Sunday, February 06, 2011

Links & Reviews

- I know where I'll be on the morning of 24 February: the contents of the now-shuttered Boston municipal print shop are going to be auctioned off. Will certainly be fascinating to watch.

- As protests continued to rock Egypt, Bibliotheca Alexandrina director Ismail Serageldin reported that the library was being protected by the city's young people. And in Slate, Simon Schama writes on the necessity of protecting Egypt's cultural heritage.

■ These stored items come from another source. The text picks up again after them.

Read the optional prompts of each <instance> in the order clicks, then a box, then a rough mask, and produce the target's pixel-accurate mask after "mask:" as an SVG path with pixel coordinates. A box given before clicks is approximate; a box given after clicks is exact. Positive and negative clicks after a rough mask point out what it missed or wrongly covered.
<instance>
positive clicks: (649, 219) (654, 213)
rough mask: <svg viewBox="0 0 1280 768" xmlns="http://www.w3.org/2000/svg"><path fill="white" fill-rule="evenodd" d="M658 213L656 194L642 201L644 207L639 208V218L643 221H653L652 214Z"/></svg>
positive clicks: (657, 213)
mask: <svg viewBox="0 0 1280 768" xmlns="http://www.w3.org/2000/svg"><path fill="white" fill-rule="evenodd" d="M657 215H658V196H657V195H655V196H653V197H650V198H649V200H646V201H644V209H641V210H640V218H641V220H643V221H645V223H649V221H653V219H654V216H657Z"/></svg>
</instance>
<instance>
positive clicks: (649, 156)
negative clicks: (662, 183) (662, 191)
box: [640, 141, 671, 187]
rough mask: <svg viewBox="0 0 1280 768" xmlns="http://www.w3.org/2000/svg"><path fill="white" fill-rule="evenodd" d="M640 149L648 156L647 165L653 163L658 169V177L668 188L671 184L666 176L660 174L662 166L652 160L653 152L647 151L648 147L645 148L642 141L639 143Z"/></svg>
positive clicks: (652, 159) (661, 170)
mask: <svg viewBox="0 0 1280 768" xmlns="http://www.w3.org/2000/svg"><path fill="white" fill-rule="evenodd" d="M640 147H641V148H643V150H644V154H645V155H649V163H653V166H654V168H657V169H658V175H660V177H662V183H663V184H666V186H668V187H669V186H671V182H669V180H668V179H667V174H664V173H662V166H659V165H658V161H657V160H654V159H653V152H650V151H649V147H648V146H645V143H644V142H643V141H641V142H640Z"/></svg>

- The Utica Observer-Dispatch highlights strategies some upstate NY used booksellers are using to adapt to the internet age.

- Kindle Singles rolled out this week, and Husna Haq asks in the CSM if they will "revolutionize reading".

- SkyRiver has responded [PDF] to OCLC's motion to dismiss the anti-trust suit filed against it.

- I honestly don't understand why this story is being hailed as some huge discovery; was there any question that salacious poetry sold well in the 18th century?

- A new auction record for Thomas Malthus' Essay on the Principles of Population (1798) was set at Dominic Winter this week; the copy made £61,100.

- In Lyndhurst, Hampshire, a 65-year-old man has been arrested on suspicion of forging Winston Churchill's signature on books and memorabilia he then sold on eBay.

Review

- Jed Rubenfeld's The Death Instinct; review by Susannah Meadows in the NYTimes.

- Two recent books on the Wars of the Roses; review by Helen Castor in the TLS.